= Petra Wend =

British academic

Professor Petra Wend CBE, FRSA, FRSE was Principal and Vice-Chancellor of Edinburgh's Queen Margaret University from 2009 until her retirement in 2019.

== Academic life ==
Petra Wend studied Italian and French Language and Education at the University of Münster in Germany. In 1990 she completed a PhD in Italian Language and Literature at University of Leeds. The title of her thesis was "The Female Voice: Lyrical Expression in the Writings of five Italian Renaissance Poets".

Petra Wend joined Queen Margaret University in 2009 as Principal and Vice-Chancellor and retired in 2019.

Prior to joining Queen Margaret University she was Deputy Vice-Chancellor (Academic) and Deputy Chief Executive at Oxford Brookes University.

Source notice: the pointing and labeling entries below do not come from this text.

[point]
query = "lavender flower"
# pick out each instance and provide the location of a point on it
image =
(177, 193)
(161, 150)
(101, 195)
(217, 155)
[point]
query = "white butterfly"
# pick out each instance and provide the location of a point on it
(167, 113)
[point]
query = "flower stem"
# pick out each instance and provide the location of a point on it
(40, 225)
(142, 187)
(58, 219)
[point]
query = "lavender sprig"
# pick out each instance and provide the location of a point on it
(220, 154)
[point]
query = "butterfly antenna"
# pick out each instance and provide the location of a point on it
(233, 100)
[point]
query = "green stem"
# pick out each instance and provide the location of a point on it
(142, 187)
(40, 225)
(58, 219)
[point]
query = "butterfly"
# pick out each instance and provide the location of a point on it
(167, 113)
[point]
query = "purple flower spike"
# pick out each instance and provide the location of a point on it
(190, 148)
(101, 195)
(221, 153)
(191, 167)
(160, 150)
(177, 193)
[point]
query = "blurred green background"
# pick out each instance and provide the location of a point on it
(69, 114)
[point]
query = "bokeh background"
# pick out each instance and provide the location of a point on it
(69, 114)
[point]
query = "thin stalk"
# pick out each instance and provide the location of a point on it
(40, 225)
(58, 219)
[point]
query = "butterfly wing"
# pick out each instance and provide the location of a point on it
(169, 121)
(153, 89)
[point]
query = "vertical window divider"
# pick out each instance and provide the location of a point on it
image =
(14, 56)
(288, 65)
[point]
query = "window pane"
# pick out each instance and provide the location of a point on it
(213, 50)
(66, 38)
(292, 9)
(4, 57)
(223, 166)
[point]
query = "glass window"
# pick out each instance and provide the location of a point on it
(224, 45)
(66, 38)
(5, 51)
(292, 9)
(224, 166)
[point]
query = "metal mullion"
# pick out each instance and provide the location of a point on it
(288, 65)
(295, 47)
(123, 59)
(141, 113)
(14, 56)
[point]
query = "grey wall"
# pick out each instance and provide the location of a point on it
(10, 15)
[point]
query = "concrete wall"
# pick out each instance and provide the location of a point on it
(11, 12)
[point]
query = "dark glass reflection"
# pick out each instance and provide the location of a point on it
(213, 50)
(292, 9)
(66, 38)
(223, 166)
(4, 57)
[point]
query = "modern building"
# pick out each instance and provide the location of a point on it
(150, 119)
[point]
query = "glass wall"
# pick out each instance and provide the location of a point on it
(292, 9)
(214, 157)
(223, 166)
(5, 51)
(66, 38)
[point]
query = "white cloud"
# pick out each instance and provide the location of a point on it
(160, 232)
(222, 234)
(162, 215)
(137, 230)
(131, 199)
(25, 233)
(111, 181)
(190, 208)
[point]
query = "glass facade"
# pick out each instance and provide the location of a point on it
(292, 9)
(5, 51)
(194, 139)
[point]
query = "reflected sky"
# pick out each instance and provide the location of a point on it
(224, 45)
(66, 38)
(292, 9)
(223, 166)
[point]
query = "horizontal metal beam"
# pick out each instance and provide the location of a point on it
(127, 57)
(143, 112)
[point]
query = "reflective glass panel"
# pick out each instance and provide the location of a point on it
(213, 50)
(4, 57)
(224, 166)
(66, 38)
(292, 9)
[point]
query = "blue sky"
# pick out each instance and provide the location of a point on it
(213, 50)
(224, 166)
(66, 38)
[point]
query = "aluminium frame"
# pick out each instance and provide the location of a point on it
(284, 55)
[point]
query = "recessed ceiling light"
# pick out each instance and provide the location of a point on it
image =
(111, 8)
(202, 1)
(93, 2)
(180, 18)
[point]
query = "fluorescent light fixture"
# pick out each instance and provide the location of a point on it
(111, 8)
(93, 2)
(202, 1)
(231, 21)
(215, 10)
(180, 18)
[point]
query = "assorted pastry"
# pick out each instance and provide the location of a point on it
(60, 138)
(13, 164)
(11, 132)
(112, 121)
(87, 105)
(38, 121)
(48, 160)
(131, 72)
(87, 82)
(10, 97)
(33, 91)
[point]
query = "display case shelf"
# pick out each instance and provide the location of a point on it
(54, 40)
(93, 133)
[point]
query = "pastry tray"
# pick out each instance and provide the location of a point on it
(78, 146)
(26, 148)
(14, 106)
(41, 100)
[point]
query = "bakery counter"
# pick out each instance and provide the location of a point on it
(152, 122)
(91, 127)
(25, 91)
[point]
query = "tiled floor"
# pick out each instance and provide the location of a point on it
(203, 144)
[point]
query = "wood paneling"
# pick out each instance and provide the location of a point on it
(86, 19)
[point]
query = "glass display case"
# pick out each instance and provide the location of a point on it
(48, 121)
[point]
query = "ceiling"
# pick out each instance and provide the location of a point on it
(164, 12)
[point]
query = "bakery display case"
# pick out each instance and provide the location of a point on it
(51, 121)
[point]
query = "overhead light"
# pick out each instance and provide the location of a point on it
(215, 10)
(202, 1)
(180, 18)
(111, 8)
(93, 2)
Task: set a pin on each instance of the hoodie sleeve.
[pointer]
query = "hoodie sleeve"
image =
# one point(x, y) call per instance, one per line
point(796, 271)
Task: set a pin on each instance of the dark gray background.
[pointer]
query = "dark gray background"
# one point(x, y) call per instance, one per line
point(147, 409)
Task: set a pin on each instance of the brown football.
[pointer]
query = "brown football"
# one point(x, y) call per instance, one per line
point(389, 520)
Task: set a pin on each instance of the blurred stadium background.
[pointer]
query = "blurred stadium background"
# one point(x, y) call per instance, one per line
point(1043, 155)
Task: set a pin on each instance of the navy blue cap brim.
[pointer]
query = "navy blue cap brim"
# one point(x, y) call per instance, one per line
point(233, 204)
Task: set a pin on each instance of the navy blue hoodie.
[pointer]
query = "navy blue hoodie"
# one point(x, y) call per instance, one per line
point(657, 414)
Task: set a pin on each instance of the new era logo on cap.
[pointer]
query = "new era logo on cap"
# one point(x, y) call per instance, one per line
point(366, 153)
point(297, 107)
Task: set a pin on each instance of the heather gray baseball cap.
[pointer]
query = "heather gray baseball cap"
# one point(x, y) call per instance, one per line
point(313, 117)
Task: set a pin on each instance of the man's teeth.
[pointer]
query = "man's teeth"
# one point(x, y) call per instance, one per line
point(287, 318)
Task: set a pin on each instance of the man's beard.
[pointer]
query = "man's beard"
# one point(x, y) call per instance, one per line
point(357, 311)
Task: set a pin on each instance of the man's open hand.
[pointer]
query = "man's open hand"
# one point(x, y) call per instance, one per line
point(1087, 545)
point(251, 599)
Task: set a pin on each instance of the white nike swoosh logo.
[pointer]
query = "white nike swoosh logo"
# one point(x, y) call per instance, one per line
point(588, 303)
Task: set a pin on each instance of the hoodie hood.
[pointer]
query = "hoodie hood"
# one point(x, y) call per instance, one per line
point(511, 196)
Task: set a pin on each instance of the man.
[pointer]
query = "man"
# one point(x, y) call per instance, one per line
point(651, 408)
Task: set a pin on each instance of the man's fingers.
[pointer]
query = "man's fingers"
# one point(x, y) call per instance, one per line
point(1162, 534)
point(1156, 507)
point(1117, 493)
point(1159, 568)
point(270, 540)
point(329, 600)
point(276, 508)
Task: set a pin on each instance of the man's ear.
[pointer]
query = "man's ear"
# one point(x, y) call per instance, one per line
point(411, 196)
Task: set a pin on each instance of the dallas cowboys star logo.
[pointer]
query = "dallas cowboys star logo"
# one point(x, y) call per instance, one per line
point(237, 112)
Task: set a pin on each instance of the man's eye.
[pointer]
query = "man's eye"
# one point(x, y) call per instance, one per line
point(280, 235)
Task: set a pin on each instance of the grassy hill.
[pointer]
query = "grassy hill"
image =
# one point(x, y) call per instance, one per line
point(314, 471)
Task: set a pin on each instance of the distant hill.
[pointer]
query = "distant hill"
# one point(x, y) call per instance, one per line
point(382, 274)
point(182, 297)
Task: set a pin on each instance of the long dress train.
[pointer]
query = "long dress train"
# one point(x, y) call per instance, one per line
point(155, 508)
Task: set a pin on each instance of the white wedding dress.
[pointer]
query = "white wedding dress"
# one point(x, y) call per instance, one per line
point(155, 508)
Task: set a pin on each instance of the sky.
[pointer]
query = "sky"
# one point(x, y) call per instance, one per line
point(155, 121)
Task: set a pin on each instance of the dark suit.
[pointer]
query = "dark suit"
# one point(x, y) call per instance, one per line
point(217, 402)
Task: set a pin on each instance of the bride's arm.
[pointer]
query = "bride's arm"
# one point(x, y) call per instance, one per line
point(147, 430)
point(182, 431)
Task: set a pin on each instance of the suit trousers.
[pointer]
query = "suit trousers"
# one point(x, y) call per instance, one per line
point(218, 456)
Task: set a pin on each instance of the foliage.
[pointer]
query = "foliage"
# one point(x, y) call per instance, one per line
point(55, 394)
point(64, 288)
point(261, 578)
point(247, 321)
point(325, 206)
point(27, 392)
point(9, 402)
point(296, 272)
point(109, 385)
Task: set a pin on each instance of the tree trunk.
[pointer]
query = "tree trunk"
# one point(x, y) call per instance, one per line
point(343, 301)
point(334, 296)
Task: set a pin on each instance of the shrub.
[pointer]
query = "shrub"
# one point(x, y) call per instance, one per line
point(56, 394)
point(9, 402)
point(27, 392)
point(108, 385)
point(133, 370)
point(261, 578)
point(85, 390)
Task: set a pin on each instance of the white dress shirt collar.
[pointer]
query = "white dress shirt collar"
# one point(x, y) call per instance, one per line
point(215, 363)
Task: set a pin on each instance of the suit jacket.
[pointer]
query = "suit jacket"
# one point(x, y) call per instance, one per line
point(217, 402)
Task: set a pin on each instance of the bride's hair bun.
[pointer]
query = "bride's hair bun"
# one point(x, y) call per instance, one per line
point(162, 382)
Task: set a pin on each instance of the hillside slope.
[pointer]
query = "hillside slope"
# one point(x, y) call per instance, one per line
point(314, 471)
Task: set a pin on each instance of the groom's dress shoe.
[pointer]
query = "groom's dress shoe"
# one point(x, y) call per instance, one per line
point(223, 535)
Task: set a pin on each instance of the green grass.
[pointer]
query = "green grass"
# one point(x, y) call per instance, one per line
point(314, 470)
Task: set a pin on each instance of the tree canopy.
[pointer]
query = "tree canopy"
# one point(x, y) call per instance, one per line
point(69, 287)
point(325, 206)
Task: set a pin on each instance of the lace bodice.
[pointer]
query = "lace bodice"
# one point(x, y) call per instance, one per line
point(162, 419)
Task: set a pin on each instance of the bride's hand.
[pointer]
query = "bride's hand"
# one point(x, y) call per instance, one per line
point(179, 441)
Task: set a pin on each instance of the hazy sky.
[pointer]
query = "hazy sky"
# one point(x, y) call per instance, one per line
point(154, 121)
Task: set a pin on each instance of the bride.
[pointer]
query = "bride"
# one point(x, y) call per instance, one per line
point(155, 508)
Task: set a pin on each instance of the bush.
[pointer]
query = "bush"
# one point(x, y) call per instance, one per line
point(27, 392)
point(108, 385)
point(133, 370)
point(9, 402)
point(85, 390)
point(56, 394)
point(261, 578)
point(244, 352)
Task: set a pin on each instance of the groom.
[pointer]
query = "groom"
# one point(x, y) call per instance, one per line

During her time at Queen Margaret, Petra served as Vice-Convener of Universities Scotland in 2012–2014 and 2014–2016. In 2015 she was appointed by the Scottish Government as a member of the Commission for Widening Access chaired by Dame Ruth Silver. Petra was then appointed by Universities Scotland in 2017 to lead the work stream on Bridging Programmes.

In 2020 Professor Wend was appointed as an external expert to the programme board for the Scottish Funding Council’s review of Further Education and Higher Education. In 2020, she was elected Chair of the University Council of the University of Hamburg.

== Recognition and honours ==
- Petra Wend was appointed a Fellow of the Royal Society of Edinburgh in 2015.
- She was made Commander of the Order of the British Empire in the 2021 New Year Honours.